By Rich Heidorn Jr.
ISO-NE could see substantial “spillage” of renewable energy and large price separations because of transmission constraints under scenarios considered in the RTO’s 2017 Economic Study, officials told the Planning Advisory Committee on Wednesday.
The study was requested by the Conservation Law Foundation to evaluate scenarios for meeting Massachusetts and Connecticut climate laws and the Regional Greenhouse Gas Initiative’s emission caps.
The study was based on the “Renewables Plus” scenario from the 2016 Economic Study, which modeled the year 2030 — the only scenario in the 2016 study to meet the RGGI cap. (See Study: New Resources Could ‘Crowd Out’ Old in ISO-NE.)
Under Renewables Plus, the generation fleet met existing renewable portfolio standards, and new renewable or clean energy resources were added above existing RPS requirements.
The new study looked at three additional scenarios:
- “EE + Offshore”: Added more energy efficiency and offshore wind while reducing imports from Canada by 1,000 MW.
- “Onshore Less EE/PV”: A variation on the business-as-usual base case from the 2016 report, with onshore wind boosted to 7,000 MW (nameplate capacity) from 4,800 MW in the reference case.
- “Wind Less Nuc”: Assumes the Millstone nuclear plant retires by 2030, five years ahead of its license expiration, with the gap filled by renewable/clean energy resources.
The study found all three scenarios met projected demand, even with transmission constraints based on the “as-planned” system’s internal and external transfer limits.

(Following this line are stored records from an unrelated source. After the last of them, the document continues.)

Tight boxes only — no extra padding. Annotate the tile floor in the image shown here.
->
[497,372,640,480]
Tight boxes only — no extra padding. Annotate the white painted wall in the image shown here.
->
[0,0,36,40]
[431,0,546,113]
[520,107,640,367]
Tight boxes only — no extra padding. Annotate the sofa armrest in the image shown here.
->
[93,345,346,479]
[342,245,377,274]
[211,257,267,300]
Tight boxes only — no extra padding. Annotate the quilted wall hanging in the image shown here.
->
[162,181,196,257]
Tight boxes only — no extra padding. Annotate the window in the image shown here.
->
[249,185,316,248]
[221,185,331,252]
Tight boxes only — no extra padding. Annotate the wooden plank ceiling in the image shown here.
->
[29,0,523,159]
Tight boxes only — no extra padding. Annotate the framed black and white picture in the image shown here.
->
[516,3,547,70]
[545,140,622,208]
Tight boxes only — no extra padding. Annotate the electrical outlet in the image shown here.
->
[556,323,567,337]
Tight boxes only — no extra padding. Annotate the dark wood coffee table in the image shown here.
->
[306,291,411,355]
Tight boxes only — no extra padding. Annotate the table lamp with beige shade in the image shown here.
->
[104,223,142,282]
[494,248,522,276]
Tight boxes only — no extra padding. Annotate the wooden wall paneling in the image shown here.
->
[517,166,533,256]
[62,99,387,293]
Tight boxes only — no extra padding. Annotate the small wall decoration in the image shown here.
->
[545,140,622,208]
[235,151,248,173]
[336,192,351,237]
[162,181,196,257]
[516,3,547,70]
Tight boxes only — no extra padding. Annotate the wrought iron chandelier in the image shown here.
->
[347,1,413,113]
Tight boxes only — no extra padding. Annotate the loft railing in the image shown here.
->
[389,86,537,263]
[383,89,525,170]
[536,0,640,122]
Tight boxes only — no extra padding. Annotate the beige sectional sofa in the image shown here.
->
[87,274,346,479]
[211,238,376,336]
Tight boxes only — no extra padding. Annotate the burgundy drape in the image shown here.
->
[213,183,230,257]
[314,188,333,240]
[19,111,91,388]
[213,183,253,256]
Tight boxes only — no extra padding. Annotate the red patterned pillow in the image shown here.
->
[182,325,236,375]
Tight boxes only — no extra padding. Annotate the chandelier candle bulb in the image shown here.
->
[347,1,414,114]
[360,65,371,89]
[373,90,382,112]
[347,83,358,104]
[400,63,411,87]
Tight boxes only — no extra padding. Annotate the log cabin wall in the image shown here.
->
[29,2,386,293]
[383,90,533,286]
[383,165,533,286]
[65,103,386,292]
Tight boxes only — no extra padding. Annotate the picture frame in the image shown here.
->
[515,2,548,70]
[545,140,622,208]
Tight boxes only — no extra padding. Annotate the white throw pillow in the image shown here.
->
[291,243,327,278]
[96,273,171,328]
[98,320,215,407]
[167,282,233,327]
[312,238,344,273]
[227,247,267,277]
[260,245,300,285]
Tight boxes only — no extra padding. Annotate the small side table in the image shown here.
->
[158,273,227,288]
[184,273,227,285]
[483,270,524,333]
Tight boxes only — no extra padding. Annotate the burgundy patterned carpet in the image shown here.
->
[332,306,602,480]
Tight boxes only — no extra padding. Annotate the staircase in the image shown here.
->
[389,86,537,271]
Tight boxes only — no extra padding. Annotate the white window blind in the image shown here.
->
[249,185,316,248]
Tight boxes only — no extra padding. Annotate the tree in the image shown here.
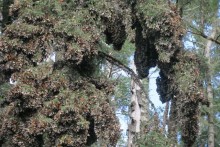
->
[0,0,217,147]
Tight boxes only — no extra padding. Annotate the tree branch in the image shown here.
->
[188,31,220,45]
[98,51,156,112]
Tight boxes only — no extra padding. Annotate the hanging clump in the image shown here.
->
[0,1,124,147]
[131,1,208,146]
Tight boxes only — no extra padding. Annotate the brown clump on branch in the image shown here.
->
[132,2,208,146]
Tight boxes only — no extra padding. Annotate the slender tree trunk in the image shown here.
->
[205,28,216,147]
[163,102,169,134]
[128,61,141,147]
[2,0,14,28]
[128,63,149,147]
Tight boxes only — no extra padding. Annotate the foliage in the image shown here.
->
[0,0,129,146]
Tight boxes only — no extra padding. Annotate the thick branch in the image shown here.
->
[98,51,156,112]
[188,31,220,45]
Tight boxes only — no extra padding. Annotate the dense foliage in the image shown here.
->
[0,0,218,147]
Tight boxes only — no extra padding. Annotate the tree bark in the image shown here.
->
[128,61,141,147]
[205,28,216,147]
[128,63,149,147]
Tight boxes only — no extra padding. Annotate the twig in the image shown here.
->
[98,51,156,112]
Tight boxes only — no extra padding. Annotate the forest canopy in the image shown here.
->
[0,0,219,147]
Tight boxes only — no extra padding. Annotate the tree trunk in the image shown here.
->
[205,28,216,147]
[128,63,149,147]
[2,0,14,28]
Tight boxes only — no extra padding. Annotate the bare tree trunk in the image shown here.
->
[163,102,169,134]
[205,28,216,147]
[128,63,149,147]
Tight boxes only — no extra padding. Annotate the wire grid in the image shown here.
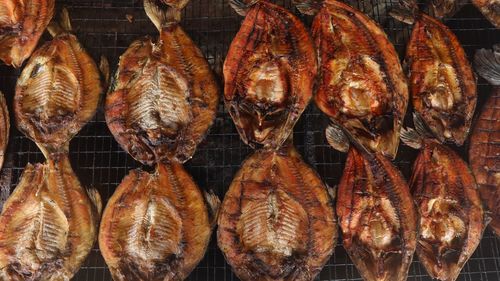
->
[0,0,500,281]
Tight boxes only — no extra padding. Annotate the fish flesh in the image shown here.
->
[0,154,101,281]
[0,10,101,281]
[337,146,417,281]
[105,1,219,165]
[469,45,500,236]
[0,92,10,170]
[402,121,485,281]
[14,10,103,155]
[99,0,220,281]
[395,9,477,145]
[472,0,500,28]
[296,0,408,158]
[99,162,220,281]
[223,1,317,149]
[0,0,55,68]
[217,145,337,281]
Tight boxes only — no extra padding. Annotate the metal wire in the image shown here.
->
[0,0,500,281]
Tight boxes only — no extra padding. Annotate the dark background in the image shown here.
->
[0,0,500,281]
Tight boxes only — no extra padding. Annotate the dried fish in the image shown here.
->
[472,0,500,28]
[105,0,219,165]
[217,145,337,281]
[0,10,101,281]
[0,0,55,68]
[296,0,408,158]
[99,0,220,281]
[469,45,500,236]
[337,147,417,281]
[392,3,477,145]
[0,92,10,170]
[401,114,485,281]
[224,0,317,148]
[99,162,220,281]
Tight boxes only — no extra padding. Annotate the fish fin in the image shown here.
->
[325,122,349,153]
[292,0,323,16]
[99,56,111,89]
[204,190,221,227]
[47,8,73,37]
[87,187,102,217]
[229,0,261,16]
[474,44,500,86]
[144,0,181,28]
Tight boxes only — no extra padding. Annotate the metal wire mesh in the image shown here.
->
[0,0,500,281]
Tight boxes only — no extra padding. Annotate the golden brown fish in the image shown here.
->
[106,0,219,165]
[469,45,500,236]
[0,10,101,281]
[472,0,500,28]
[401,119,485,281]
[99,162,219,281]
[224,0,317,148]
[217,145,337,281]
[392,5,477,145]
[295,0,408,158]
[99,0,220,281]
[0,92,10,170]
[0,0,55,67]
[337,147,417,281]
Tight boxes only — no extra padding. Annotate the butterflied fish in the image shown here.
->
[472,0,500,28]
[106,0,219,165]
[99,162,220,281]
[393,2,477,145]
[217,145,337,281]
[0,92,10,170]
[296,0,408,158]
[402,114,485,281]
[223,1,317,148]
[337,147,417,281]
[469,45,500,236]
[14,10,102,154]
[0,0,55,67]
[0,10,101,281]
[99,0,219,281]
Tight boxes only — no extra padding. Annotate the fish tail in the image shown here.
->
[292,0,323,16]
[144,0,189,28]
[47,8,73,37]
[474,44,500,86]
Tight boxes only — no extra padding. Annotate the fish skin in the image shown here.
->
[312,0,408,158]
[410,139,485,281]
[14,32,102,153]
[0,155,100,281]
[217,146,337,281]
[406,14,477,145]
[337,147,417,281]
[99,162,212,281]
[472,0,500,28]
[0,92,10,170]
[105,23,219,165]
[469,45,500,236]
[0,0,55,68]
[223,1,317,149]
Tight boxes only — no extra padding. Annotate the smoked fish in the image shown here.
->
[223,0,317,149]
[337,146,417,281]
[217,144,337,281]
[0,10,102,281]
[99,0,220,281]
[295,0,408,158]
[469,45,500,236]
[0,0,55,68]
[401,118,485,281]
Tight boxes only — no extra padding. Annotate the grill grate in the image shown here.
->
[0,0,500,281]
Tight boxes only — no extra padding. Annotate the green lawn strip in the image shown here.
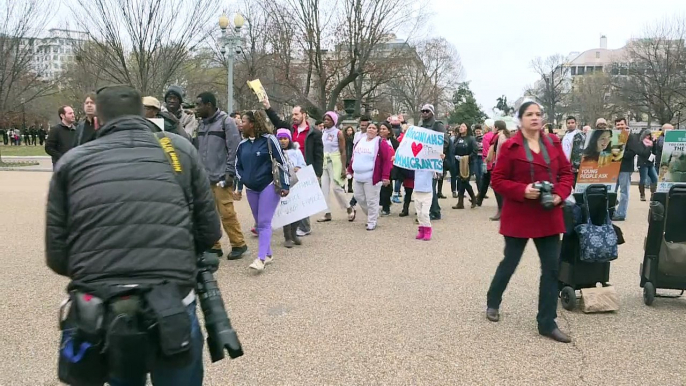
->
[0,145,48,157]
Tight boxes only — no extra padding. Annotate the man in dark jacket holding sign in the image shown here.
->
[45,86,221,386]
[420,104,450,220]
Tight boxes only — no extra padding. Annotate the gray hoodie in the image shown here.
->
[198,110,241,184]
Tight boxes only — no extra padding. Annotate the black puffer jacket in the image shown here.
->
[45,116,221,290]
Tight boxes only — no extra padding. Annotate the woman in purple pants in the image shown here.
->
[236,111,289,271]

If transmission constraints are not relieved, the RTO would see “spillage” of wind power north of the Surowiec-South interface, leading to lower prices in Northern Maine than southern New England. For example, under the constrained scenarios, 7 to 18% of renewables would be spilled, with 22 to 89% of the spillage north of Surowiec-South.
In the constrained Wind Less Nuc scenario, average LMPs would range from $13.78/MWh in the Bangor Hydro Electric subarea in northeastern Maine, to $38.71/MWh in the NH subarea (which includes most of New Hampshire, eastern Vermont and southwestern Maine) and $37.18/MWh in Boston.
Electric production by natural gas plants fluctuates with assumptions regarding plant retirements and price-taking offers ($0/MWh) by renewable resources. EE + Offshore has the least gas-fired energy, while Wind Less Nuc has the most gas production, especially when the transmission system is constrained.
EE + Offshore had the lowest total production costs, coming in 28% below the Renewables Plus reference case assuming transmission constraints. Onshore Less EE/PV had the highest costs, 77% above the constrained reference case.
Only one scenario, EE + Offshore, is as good as the Renewables Plus scenario in meeting the RGGI 2030 emission targets.
CLF staff attorney David Ismay said the two emission-reduction targets, which were also used in the 2016 study, were intended to “bracket” the goals RGGI might embrace in its latest program review. RGGI’s emissions cap declines by 2.5% annually through 2020. The group announced in August that it would seek an additional 30% reduction in emissions from 2020 levels.
“We expressly worked … to design all three scenarios to meet [RGGI] emissions targets,” Ismay said.
“We’re starting to get a better picture of what the grid needs to look like in order to meet our climate laws and emission regulations that are already on the books,” he explained in an interview later. “We really need a grid that’s different from what we have now. I think that will give legislators, regulators and the ISO information on the kind of mix we need to comply with these laws. … It’s really helpful to see the impact of adding 1,000 MW of EE or 1,000 MW of wind.”